As the NRA’s David Keene notes, a lot of people do use modern sporting rifles for target shooting and in marksmanship competitions. But the guns also appeal to another demographic that doesn’t get nearly as much press—paranoid survivalists who worry about having to fend off thieves and trespassers in the event of disaster. Online shooting message boards are rife with references to potential “SHTF scenarios,” where SHTF stands for “shit hits the fan”—governmental collapse, societal breakdown. (Adam Lanza’s mother, Nancy Lanza, has been described as “a gun-hoarding survivalist who was stockpiling weapons in preparation for an economic collapse.”) An article on ar15.com titled “The Ideal Rifle” notes that “the threats from crime, terrorism, natural disaster, and weapons of mass destruction are real. If something were to happen today, you would need to have made a decision about the rifle you would select and be prepared for such an event. So the need to select a ‘survival’ rifle is real. Selecting a single ‘ideal rifle’ is not easy. The AR-15 series of rifles comes out ahead when compared to everything else.” Depending on where you live, it’s perfectly legal to stockpile weapons to use in the event of Armageddon. But that’s a far different argument than the ones firearms advocates have been using since the Newtown shootings.

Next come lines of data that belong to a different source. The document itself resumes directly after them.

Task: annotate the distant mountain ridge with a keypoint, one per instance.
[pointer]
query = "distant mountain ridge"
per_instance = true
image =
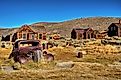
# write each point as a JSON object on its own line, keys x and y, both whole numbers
{"x": 64, "y": 28}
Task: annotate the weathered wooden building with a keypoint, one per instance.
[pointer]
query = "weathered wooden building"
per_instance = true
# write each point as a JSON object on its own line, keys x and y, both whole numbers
{"x": 88, "y": 33}
{"x": 79, "y": 33}
{"x": 26, "y": 32}
{"x": 114, "y": 29}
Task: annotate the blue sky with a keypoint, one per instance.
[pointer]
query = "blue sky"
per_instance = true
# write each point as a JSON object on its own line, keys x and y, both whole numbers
{"x": 15, "y": 13}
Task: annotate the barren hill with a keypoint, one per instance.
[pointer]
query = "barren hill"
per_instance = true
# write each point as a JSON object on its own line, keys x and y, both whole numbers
{"x": 97, "y": 23}
{"x": 64, "y": 28}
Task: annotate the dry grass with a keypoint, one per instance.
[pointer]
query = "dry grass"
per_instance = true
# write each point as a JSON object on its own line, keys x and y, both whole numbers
{"x": 100, "y": 63}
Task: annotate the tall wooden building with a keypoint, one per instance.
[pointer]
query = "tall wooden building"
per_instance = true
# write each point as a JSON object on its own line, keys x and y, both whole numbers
{"x": 79, "y": 33}
{"x": 26, "y": 32}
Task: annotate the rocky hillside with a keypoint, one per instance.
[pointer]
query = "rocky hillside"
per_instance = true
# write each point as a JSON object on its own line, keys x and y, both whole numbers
{"x": 97, "y": 23}
{"x": 64, "y": 28}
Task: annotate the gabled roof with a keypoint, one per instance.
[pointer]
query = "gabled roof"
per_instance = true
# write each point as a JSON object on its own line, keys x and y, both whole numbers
{"x": 38, "y": 28}
{"x": 116, "y": 24}
{"x": 34, "y": 28}
{"x": 81, "y": 30}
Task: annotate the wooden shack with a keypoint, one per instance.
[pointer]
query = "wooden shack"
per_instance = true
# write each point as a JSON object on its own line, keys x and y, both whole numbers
{"x": 80, "y": 33}
{"x": 26, "y": 32}
{"x": 114, "y": 29}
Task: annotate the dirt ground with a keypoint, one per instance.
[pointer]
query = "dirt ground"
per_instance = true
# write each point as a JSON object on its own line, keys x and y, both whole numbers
{"x": 101, "y": 62}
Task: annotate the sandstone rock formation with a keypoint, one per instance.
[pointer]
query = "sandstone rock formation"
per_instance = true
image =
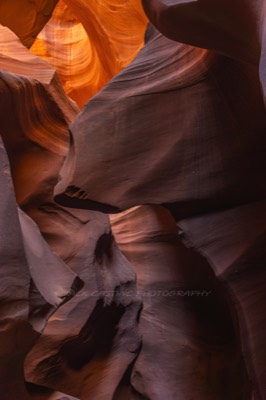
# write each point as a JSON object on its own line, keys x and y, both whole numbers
{"x": 26, "y": 18}
{"x": 168, "y": 303}
{"x": 86, "y": 56}
{"x": 85, "y": 258}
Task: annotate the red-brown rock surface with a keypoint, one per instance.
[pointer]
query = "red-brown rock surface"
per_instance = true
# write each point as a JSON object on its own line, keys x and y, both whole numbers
{"x": 35, "y": 113}
{"x": 87, "y": 56}
{"x": 179, "y": 127}
{"x": 26, "y": 18}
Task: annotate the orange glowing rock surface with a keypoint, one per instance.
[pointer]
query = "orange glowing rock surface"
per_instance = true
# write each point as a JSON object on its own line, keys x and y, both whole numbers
{"x": 26, "y": 18}
{"x": 90, "y": 43}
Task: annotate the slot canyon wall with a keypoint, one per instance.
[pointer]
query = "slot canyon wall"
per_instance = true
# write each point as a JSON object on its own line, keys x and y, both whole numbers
{"x": 132, "y": 202}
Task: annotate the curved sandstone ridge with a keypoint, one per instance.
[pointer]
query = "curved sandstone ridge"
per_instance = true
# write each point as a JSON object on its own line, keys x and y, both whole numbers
{"x": 26, "y": 18}
{"x": 208, "y": 139}
{"x": 88, "y": 43}
{"x": 45, "y": 312}
{"x": 234, "y": 28}
{"x": 168, "y": 304}
{"x": 42, "y": 110}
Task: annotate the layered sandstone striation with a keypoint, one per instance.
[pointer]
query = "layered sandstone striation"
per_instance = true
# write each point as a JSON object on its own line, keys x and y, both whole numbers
{"x": 166, "y": 301}
{"x": 89, "y": 43}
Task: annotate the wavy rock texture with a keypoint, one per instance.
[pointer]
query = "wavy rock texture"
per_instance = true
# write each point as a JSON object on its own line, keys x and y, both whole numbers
{"x": 95, "y": 330}
{"x": 188, "y": 128}
{"x": 197, "y": 89}
{"x": 89, "y": 53}
{"x": 188, "y": 338}
{"x": 236, "y": 29}
{"x": 181, "y": 127}
{"x": 26, "y": 18}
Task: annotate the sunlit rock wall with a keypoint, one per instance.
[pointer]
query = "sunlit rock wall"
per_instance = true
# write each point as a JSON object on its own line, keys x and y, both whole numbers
{"x": 162, "y": 299}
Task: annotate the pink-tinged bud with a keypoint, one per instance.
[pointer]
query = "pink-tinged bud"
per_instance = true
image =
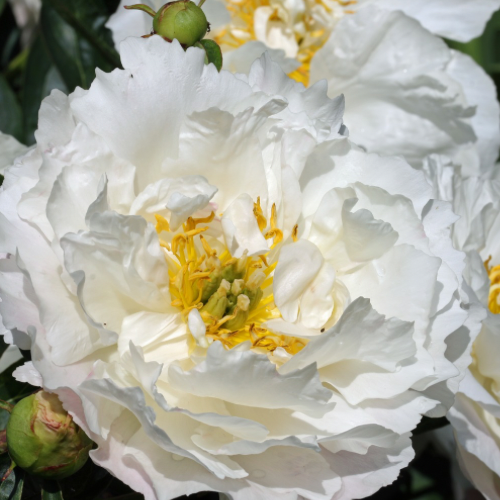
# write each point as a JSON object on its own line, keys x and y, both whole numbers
{"x": 44, "y": 440}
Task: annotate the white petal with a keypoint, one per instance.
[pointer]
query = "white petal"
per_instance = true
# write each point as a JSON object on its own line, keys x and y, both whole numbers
{"x": 238, "y": 376}
{"x": 298, "y": 265}
{"x": 241, "y": 230}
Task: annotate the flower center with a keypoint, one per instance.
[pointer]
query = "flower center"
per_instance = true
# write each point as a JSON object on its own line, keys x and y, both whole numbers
{"x": 234, "y": 296}
{"x": 494, "y": 296}
{"x": 309, "y": 26}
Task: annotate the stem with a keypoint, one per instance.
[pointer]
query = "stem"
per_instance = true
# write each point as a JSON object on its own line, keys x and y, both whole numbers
{"x": 144, "y": 8}
{"x": 4, "y": 405}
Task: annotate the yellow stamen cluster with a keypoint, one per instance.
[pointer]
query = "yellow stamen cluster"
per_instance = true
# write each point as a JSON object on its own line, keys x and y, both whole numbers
{"x": 494, "y": 296}
{"x": 310, "y": 37}
{"x": 234, "y": 296}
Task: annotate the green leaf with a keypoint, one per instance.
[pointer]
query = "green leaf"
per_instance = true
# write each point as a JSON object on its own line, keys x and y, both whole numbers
{"x": 40, "y": 78}
{"x": 51, "y": 490}
{"x": 88, "y": 17}
{"x": 12, "y": 487}
{"x": 214, "y": 54}
{"x": 11, "y": 120}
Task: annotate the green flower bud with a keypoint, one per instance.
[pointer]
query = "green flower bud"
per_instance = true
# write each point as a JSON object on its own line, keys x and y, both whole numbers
{"x": 44, "y": 440}
{"x": 182, "y": 20}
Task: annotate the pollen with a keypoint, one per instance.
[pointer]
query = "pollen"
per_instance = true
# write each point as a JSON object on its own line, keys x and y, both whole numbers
{"x": 311, "y": 26}
{"x": 234, "y": 296}
{"x": 494, "y": 295}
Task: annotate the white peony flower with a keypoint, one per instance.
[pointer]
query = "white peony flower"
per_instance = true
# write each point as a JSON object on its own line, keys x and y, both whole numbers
{"x": 27, "y": 13}
{"x": 475, "y": 416}
{"x": 225, "y": 292}
{"x": 407, "y": 93}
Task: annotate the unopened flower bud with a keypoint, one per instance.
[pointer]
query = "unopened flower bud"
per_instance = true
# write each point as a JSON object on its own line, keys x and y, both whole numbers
{"x": 44, "y": 440}
{"x": 182, "y": 20}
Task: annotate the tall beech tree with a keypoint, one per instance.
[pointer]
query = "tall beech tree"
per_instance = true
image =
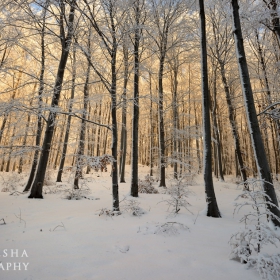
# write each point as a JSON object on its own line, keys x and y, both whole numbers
{"x": 66, "y": 35}
{"x": 212, "y": 206}
{"x": 138, "y": 21}
{"x": 252, "y": 121}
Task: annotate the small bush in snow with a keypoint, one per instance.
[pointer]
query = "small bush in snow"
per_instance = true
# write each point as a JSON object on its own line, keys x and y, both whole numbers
{"x": 248, "y": 244}
{"x": 108, "y": 213}
{"x": 12, "y": 181}
{"x": 170, "y": 228}
{"x": 76, "y": 194}
{"x": 178, "y": 193}
{"x": 132, "y": 206}
{"x": 146, "y": 185}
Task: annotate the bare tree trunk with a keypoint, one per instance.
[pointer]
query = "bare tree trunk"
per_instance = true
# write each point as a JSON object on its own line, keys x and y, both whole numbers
{"x": 212, "y": 206}
{"x": 135, "y": 119}
{"x": 257, "y": 143}
{"x": 40, "y": 93}
{"x": 81, "y": 146}
{"x": 68, "y": 122}
{"x": 151, "y": 127}
{"x": 37, "y": 186}
{"x": 234, "y": 129}
{"x": 124, "y": 109}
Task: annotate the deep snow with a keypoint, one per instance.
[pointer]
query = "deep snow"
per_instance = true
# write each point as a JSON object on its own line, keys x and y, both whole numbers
{"x": 67, "y": 239}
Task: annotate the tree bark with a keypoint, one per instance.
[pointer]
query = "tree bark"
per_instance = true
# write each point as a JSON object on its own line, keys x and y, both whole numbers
{"x": 212, "y": 206}
{"x": 37, "y": 186}
{"x": 257, "y": 143}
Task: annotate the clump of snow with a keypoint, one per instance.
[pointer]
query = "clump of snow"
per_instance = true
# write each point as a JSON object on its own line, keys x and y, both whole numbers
{"x": 252, "y": 243}
{"x": 146, "y": 185}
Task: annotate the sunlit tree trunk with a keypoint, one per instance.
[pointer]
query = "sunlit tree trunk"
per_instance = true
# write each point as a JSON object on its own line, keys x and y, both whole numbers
{"x": 257, "y": 143}
{"x": 37, "y": 186}
{"x": 212, "y": 206}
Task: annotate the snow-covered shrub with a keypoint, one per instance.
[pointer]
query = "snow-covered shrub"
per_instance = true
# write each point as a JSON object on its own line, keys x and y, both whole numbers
{"x": 76, "y": 194}
{"x": 132, "y": 206}
{"x": 178, "y": 193}
{"x": 11, "y": 181}
{"x": 108, "y": 213}
{"x": 248, "y": 244}
{"x": 170, "y": 228}
{"x": 268, "y": 266}
{"x": 146, "y": 185}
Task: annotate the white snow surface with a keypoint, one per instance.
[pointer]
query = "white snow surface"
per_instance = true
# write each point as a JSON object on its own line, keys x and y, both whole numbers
{"x": 124, "y": 247}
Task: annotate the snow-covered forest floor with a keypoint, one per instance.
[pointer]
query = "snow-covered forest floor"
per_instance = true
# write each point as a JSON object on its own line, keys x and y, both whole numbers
{"x": 69, "y": 239}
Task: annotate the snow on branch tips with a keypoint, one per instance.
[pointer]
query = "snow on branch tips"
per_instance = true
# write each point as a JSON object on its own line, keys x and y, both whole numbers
{"x": 252, "y": 244}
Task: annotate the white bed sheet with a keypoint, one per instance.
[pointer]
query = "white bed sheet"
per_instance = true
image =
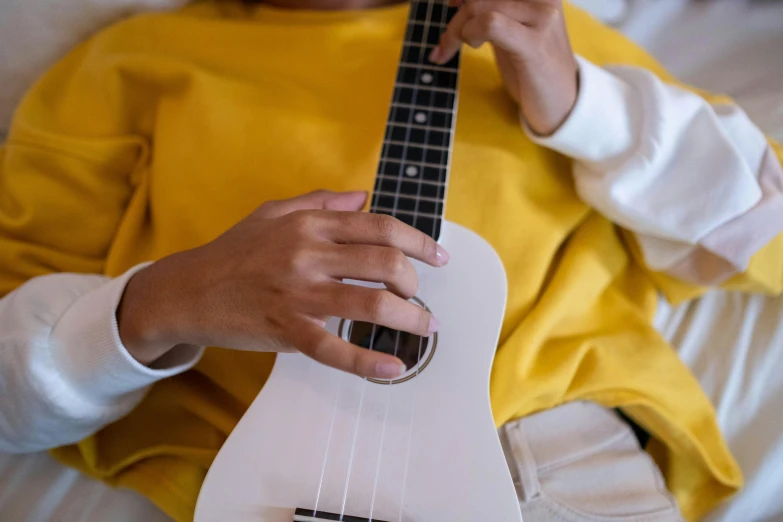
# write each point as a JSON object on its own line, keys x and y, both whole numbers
{"x": 733, "y": 343}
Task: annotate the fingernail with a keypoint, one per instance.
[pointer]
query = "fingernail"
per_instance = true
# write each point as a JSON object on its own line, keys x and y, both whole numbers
{"x": 441, "y": 256}
{"x": 389, "y": 370}
{"x": 434, "y": 325}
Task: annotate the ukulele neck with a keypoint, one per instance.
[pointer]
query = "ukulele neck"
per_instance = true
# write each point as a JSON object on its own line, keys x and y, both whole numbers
{"x": 413, "y": 169}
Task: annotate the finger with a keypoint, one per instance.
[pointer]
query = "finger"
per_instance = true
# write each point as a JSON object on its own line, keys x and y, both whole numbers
{"x": 313, "y": 341}
{"x": 520, "y": 14}
{"x": 384, "y": 265}
{"x": 320, "y": 199}
{"x": 383, "y": 230}
{"x": 372, "y": 305}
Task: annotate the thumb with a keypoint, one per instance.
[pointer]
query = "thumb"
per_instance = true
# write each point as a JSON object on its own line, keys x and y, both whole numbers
{"x": 320, "y": 199}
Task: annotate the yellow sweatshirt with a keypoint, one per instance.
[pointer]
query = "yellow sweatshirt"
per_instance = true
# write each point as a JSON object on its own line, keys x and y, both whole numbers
{"x": 165, "y": 130}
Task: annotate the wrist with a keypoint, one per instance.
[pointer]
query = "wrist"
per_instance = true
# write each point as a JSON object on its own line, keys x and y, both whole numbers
{"x": 546, "y": 104}
{"x": 149, "y": 313}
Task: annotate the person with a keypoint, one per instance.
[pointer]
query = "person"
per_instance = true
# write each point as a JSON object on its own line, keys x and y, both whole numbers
{"x": 158, "y": 197}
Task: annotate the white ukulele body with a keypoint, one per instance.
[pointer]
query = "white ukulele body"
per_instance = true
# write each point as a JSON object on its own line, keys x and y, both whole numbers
{"x": 422, "y": 450}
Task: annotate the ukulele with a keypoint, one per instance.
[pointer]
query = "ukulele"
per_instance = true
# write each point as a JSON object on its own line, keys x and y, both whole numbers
{"x": 318, "y": 444}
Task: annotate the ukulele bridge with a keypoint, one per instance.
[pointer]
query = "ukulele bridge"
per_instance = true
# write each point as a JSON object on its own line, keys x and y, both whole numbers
{"x": 308, "y": 515}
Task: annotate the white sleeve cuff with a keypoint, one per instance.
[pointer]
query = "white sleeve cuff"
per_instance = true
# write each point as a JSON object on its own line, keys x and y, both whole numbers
{"x": 599, "y": 128}
{"x": 663, "y": 163}
{"x": 88, "y": 353}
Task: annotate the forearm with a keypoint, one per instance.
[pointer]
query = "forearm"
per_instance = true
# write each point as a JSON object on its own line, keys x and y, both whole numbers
{"x": 698, "y": 185}
{"x": 64, "y": 371}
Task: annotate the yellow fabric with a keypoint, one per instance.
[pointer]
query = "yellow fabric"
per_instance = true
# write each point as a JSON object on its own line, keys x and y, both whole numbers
{"x": 165, "y": 130}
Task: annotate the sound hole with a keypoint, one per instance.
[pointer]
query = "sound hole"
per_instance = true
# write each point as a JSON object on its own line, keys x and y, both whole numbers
{"x": 409, "y": 348}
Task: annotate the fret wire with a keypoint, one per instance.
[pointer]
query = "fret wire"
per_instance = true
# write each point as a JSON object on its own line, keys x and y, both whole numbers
{"x": 419, "y": 163}
{"x": 422, "y": 107}
{"x": 417, "y": 44}
{"x": 430, "y": 128}
{"x": 411, "y": 196}
{"x": 426, "y": 66}
{"x": 409, "y": 212}
{"x": 418, "y": 145}
{"x": 425, "y": 87}
{"x": 421, "y": 181}
{"x": 419, "y": 22}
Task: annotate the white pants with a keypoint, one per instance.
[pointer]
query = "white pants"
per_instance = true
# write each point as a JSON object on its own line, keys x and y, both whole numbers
{"x": 581, "y": 463}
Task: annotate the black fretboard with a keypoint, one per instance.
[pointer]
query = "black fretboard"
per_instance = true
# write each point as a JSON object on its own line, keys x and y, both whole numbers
{"x": 414, "y": 165}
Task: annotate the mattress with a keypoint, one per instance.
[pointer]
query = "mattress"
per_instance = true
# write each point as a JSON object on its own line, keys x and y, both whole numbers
{"x": 733, "y": 343}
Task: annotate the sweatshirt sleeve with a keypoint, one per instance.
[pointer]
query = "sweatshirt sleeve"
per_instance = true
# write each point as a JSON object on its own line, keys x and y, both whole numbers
{"x": 697, "y": 185}
{"x": 72, "y": 166}
{"x": 64, "y": 372}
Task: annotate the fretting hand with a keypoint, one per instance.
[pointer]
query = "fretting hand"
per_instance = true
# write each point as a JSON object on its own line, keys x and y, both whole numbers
{"x": 270, "y": 283}
{"x": 532, "y": 51}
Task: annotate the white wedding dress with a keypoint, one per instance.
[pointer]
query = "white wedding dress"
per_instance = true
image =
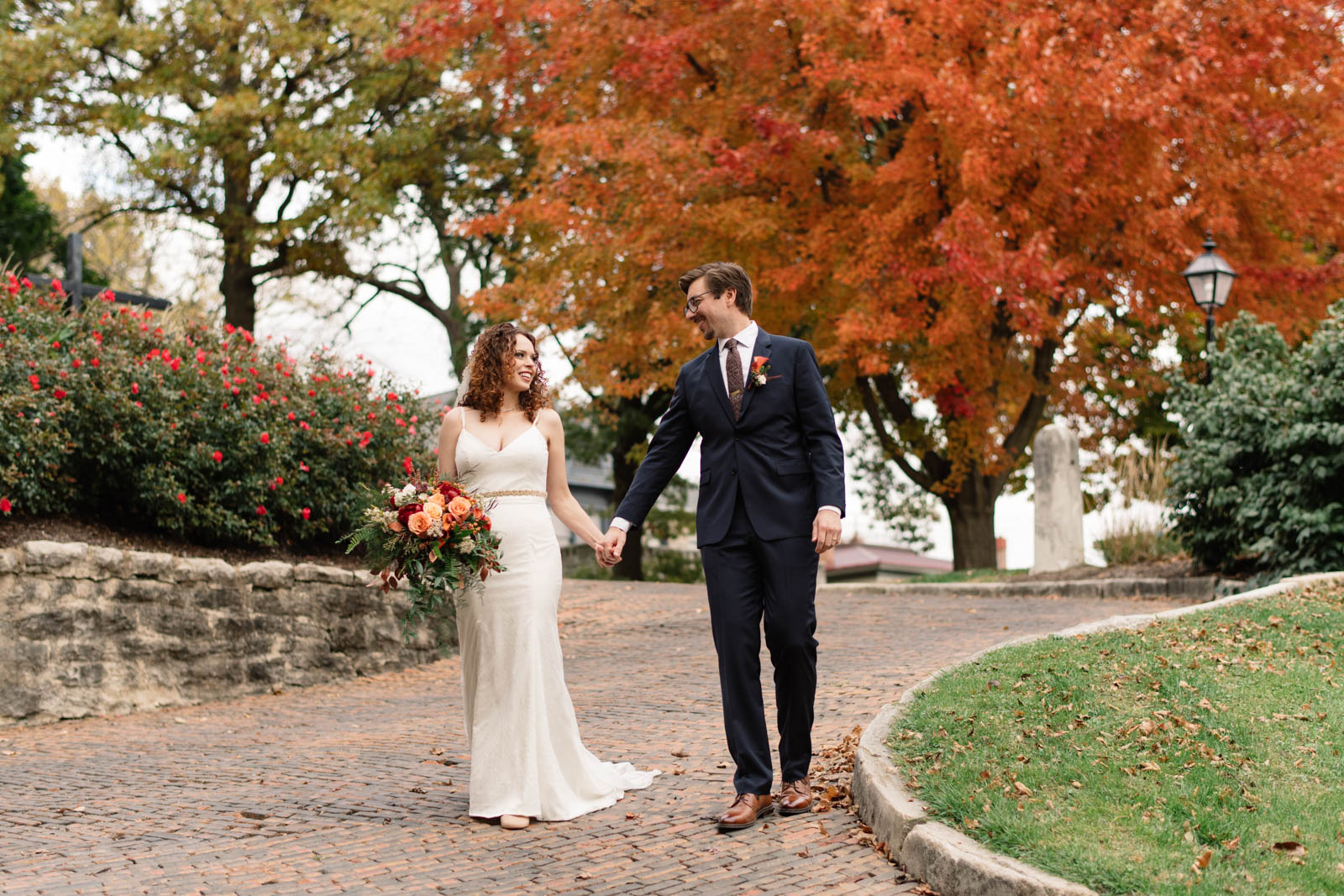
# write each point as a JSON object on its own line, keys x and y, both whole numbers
{"x": 528, "y": 758}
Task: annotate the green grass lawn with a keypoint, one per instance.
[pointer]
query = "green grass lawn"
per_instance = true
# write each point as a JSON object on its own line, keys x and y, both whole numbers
{"x": 1200, "y": 755}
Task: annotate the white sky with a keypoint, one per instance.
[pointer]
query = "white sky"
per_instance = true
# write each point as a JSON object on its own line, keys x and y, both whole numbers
{"x": 400, "y": 338}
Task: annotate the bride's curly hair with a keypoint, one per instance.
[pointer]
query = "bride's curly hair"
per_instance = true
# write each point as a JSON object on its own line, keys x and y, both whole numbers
{"x": 491, "y": 364}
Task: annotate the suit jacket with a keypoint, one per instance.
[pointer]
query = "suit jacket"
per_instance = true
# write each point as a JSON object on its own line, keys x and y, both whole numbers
{"x": 783, "y": 453}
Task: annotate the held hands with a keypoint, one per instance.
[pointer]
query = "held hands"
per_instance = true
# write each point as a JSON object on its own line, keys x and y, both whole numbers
{"x": 826, "y": 531}
{"x": 609, "y": 547}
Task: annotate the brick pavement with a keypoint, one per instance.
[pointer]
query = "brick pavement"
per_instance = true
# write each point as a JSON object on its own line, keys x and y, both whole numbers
{"x": 362, "y": 786}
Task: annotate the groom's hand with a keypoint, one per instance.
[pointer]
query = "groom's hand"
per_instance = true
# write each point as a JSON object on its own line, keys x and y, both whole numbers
{"x": 826, "y": 531}
{"x": 611, "y": 547}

As I said, I generally think of myself as a Second Amendment supporter, and a month ago, I would’ve probably agreed with the NRA’s position. But the Newtown shooting caused me to re-examine my stance—as is, I think, fitting—and to question some of the rhetoric advocates use to defend weapons like this. In his piece at Human Events, Keene ridiculed the notion that AR-15-style rifles ought to be banned just because “a half dozen [AR-15s] out of more than three million have been misused after illegally falling into the hands of crazed killers.” But the AR-15 is very good at one thing: engaging the enemy at a rapid rate of fire. When someone like Adam Lanza uses it to take out 26 people in a matter of minutes, he’s committing a crime, but he isn’t misusing the rifle. That’s exactly what it was engineered to do.